It was 4.45pm. I sat there on the edge, looking down at the shola I had just crossed, and at the opposite hill from where it began. This last round of the game had very nearly been won by Nature. It fully tested my guts, strength and endurance. I also realized how harsh Nature could be, and how weakly equipped we were, in facing the harshness. The game was over, and had been enjoyed fully. Nature had also taught me a couple of lessons here and there. Again full credit goes to the Guardian Angels, for ensuring that I didn't stumble upon a sleeping bear, or face a deadly snake inside the shola. I am tempted to imagine what deadly things could have happened to me deep inside that shola, but I comfort myself that, beyond all our understandings, and all our thoughts, there is the Hand of the Divine. That Hand had been with me.

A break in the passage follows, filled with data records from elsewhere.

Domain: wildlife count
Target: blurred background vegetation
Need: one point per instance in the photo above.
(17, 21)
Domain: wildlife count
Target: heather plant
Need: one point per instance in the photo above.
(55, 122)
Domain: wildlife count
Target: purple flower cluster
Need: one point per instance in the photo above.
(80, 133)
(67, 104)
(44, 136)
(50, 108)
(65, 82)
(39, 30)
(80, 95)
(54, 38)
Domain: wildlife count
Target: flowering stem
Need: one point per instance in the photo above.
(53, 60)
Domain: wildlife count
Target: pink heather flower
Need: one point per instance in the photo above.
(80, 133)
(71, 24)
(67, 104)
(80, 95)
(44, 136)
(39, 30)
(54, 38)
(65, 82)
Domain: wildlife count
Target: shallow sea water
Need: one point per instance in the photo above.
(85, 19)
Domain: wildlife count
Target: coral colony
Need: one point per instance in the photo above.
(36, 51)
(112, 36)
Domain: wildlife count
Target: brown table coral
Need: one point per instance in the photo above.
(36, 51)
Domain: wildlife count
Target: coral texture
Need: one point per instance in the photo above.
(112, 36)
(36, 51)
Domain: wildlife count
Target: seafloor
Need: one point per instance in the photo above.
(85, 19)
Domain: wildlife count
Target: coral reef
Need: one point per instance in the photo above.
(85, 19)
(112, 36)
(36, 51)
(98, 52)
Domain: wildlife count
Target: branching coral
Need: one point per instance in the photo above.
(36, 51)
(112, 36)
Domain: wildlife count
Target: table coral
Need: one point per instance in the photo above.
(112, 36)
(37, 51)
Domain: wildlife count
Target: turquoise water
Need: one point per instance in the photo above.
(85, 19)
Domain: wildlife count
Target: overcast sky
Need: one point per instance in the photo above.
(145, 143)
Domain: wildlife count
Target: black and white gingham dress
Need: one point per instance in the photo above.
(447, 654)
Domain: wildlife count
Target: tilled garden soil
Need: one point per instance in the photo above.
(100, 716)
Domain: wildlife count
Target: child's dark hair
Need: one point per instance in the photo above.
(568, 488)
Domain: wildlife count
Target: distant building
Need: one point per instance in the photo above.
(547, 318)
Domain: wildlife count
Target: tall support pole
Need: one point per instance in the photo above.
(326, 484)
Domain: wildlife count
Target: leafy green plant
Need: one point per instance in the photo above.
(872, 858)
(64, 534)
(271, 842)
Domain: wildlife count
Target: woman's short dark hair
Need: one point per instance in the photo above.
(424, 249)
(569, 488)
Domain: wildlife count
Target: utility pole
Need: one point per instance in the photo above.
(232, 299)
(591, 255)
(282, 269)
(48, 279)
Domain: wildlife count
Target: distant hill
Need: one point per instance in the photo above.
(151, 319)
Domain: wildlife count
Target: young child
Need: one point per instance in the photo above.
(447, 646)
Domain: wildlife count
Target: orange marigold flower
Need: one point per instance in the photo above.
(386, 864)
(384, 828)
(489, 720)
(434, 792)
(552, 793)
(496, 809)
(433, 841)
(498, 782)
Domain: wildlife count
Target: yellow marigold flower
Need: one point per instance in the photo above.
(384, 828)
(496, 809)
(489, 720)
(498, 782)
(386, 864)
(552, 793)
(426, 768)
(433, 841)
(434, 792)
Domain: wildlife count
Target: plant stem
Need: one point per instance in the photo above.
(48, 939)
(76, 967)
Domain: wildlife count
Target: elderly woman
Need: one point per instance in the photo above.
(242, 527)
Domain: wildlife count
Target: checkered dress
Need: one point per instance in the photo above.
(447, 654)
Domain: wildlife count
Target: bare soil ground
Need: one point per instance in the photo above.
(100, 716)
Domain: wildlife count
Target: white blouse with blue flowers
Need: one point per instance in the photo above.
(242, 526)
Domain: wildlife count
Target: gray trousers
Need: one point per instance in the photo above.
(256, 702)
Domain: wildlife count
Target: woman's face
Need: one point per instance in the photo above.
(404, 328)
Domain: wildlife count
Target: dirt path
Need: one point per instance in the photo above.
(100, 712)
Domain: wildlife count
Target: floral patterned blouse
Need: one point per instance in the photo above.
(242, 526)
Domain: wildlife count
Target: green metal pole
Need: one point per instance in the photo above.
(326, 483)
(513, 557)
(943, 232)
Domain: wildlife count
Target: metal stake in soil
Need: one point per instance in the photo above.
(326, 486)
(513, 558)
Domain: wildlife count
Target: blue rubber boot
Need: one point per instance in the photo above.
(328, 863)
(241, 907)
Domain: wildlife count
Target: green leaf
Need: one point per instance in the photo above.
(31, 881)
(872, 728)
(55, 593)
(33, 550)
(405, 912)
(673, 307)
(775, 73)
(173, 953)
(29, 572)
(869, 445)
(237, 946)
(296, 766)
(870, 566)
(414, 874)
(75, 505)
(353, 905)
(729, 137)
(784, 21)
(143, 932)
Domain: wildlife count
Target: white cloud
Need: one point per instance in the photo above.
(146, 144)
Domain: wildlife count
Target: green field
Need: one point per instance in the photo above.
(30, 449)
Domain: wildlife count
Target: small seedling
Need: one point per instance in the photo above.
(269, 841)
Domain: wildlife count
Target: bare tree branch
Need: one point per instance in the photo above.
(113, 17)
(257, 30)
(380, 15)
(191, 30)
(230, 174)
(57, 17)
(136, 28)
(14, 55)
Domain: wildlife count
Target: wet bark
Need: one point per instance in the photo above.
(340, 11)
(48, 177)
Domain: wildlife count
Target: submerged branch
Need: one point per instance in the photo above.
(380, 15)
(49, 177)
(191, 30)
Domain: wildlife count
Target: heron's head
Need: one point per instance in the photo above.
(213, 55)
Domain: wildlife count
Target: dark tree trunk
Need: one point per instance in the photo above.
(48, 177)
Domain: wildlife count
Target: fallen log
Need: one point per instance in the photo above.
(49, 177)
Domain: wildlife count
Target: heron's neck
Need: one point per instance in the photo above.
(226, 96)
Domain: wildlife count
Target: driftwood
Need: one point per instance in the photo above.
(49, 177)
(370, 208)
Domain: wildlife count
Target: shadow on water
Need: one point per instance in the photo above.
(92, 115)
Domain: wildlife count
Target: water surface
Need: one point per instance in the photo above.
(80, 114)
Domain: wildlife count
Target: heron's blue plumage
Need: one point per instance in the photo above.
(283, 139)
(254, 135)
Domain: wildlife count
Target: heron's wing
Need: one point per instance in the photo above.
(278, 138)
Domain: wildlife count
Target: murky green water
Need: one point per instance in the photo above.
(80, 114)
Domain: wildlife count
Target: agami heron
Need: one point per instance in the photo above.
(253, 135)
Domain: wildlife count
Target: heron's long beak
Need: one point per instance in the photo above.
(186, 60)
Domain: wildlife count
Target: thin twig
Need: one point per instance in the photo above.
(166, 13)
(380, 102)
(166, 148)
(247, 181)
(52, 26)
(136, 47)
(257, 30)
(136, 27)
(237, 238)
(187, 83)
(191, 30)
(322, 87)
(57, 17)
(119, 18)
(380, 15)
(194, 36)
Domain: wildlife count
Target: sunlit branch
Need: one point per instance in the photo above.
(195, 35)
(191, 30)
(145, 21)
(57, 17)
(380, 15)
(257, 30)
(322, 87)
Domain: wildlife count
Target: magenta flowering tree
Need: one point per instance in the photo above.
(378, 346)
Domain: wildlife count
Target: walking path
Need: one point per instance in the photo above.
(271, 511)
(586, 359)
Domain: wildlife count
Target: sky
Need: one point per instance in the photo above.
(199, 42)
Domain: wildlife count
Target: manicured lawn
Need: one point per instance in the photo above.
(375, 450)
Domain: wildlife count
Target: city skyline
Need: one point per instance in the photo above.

I got up, changed my shirt, and went along the jeep track towards Kemmannagundi. It was a small hill station atop a small hill, overlooking vast valleys of the Muthodi forests and Bhadra tiger reserve. There was a park that I passed, and clean neat people were picknicking with families and friends, and looked surprised to see a disheveled guy in dirty clothes and a rucksack on his back walk past them. I found out that I had to go to Kalhatipura, 12 kms away to find any bus to Tarikere, from where I am to take a bus to Bangalore. A very crowded jeep ride to Kalhatipura, and then another bus ride took me to Tarikere. Tarikere is directly on the Bangalore Shimoga route, and Shimoga was only around 50kms away. I enquired at the railway staion there, but the next train to Bangalore was only at 11.45pm. I waited at the bus stop for sometime. Fortunately a Bangalore bound bus came by, and I managed to get a seat. A seemingly never ending journey to Bangalore, with supper somewhere en route. I slept through the trip, and was in Bangalore at 1AM. My bike was there to receive me, and we together reached my room at 1.45pm. And I collapsed for some sleep. And there ends this piece of travel.

Postscript: The Second day's trek, covering around 20 kilometers, is one of the best trekking trails in Karnataka. I will not attempt that shola crossing again, but if someone knows a route exists through the shola, please let me know. I would love to do it again sometime later.